I know they need balanced diets - but lets not forget they survived in natures once without fully processed vitamin and mineral enriched layer pellets!

good luck!!

Tracey
 
oh, I forgot another one...

have read that the siberian pea bush produces good quality seed - a great bush to plant in their foraging area.

It is considered a pest in some areas though.

Cheers!

Tracey
 
Browneye, truth is feed companies spen fortunes formulating their feed as a balanced diet. You can do a little better with fresh this and that, but it takes a lot more effort than most folks are willing to give and the bennies aren`t that great. If you were on a working farm and already produced most of the grains you need, that`s different. Just do yourself and hubby a favor and buy good quality feed already in the bag. You`ll have more time to be pretty for your man.........Pop
 
With 5 acres - you will not be able to grow enough grains/varities to feed your chickens a complete feed. You could grow a grain crop if your soil fertility would allow it but it would not be cost or time effective to mess with such a small parcel planting into several crops. I would strongly suggest looking at green browse patches such as clovers, lespedezas, or maybe alfalfa if you have adequate soil. Alfalfa would be the best, but it is more difficult to establish and maintain. By establishing a forage pasture mix of grasses such as timothy, bluegrass, rye, orchard, mixed with a combination of forbs and separate plots of legumes, clovers, alfalafa you could provide the most nutitionally balanced blend that would be easiest to maintain. With a good riding lawn mower you could mow the growth at least once a year and bag it if wanted for coop bedding and nutrient picking in the winter. This would be the ideal case. Seed costs would be relatively high for initial establishment but should last for a few years until some plants outcompete others. Most of all the species listed could also be broadcast planted but it would be best to slightly till the soil and roll it.
Personally, I had the same case in which my land was previously row cropped between soybeans and corn. I simply bought a 50lb bag of medium red clover and frost broadcast it. I now have a 1 year old stand of excellent growth red clover for forage, not to mention the insect production in the warmer weather. I had a neighbor farmer cut and bail it this summer and it produced one big bail on the acre I had planted to clover. I now utilize that for bedding and letting the hens scratch around in the snow covered ground.

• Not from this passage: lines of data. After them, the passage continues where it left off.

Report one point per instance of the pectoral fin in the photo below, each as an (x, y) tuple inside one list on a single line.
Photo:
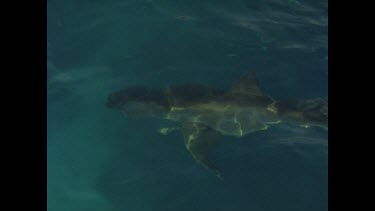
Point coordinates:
[(198, 141)]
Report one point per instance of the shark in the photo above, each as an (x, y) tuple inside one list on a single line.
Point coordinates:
[(203, 114)]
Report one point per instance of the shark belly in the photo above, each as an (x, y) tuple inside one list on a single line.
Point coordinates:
[(229, 120)]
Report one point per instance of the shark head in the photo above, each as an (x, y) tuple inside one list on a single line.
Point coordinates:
[(138, 101)]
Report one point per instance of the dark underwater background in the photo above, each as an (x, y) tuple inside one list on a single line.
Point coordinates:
[(100, 161)]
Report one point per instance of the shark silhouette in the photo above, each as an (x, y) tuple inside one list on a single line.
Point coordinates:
[(205, 113)]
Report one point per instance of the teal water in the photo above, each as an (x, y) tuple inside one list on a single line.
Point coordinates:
[(99, 160)]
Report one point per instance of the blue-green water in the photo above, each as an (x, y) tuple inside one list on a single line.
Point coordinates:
[(99, 160)]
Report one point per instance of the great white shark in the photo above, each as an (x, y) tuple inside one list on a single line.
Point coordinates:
[(205, 113)]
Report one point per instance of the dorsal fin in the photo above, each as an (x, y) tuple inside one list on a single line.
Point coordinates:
[(247, 84)]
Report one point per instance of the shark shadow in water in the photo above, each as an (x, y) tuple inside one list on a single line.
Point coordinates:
[(205, 113)]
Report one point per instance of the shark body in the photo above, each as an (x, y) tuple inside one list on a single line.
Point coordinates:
[(204, 113)]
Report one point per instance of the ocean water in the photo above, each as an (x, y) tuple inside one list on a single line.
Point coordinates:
[(98, 160)]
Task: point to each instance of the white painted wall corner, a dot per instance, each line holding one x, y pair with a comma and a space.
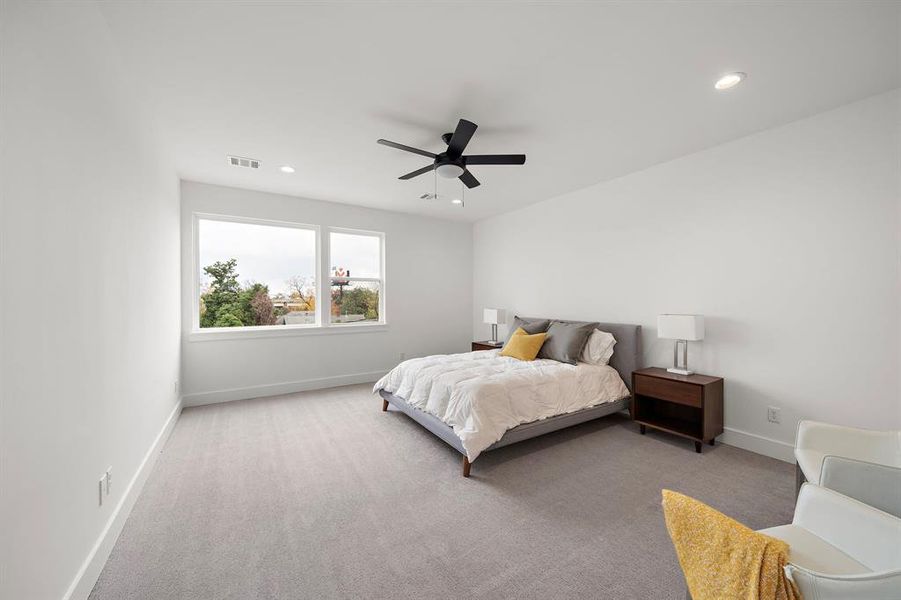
90, 570
276, 389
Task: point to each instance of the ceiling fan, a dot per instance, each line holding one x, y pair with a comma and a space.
451, 163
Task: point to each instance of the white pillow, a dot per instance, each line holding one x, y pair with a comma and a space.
599, 348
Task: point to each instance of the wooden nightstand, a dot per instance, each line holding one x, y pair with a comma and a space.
486, 345
686, 405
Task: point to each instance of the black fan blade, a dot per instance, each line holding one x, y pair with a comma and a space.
417, 172
469, 179
407, 148
495, 159
461, 137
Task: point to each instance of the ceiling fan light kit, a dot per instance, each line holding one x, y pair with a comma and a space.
451, 163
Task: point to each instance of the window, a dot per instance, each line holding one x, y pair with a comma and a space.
255, 273
356, 277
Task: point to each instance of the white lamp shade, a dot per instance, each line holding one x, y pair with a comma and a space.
680, 327
494, 316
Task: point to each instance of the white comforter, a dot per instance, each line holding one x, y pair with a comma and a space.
482, 394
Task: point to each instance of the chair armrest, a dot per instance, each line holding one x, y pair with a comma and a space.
864, 533
871, 586
851, 442
876, 485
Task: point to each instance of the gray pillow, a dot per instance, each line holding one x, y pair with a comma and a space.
565, 341
530, 326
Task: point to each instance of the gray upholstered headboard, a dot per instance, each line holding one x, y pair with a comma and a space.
627, 355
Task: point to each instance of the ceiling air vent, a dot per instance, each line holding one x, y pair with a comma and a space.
247, 163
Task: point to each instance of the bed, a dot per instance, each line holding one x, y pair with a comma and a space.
626, 358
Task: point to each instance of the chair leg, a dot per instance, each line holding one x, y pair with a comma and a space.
799, 479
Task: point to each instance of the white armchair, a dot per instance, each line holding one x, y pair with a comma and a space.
841, 548
815, 441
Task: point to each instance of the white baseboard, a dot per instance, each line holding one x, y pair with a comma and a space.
275, 389
90, 570
758, 444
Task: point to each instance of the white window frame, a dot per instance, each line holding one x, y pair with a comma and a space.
327, 281
323, 326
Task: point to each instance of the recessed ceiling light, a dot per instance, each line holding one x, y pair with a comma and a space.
451, 171
729, 80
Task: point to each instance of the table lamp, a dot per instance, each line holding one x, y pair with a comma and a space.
683, 329
494, 316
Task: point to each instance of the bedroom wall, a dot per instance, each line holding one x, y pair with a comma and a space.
428, 296
787, 241
89, 275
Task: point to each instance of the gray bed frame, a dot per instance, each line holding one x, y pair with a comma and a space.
627, 357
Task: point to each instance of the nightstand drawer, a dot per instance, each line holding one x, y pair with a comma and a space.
673, 391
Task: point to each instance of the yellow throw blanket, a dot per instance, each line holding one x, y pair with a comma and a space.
721, 558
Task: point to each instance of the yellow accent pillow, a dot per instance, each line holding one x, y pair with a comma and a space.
523, 346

If you have row crop farmers around. Talk to them and have them let you know about grain spills when they are combining. Many times now days larger farmers will not scoop shovel up grains that are spilled during grain cart/truck/bin/combine transfers. THis last fall I exerted a little elbow grease and sweat and picked up over a half ton of spilled corn that now fills every container in my shed. I probably saved about 100-200 of the cost of buying corn and will have plenty to make it through summer. Start paying attention to where grain trucks go in and out of fields and usually there is a small pile there and after gaining permission usually free for the taking.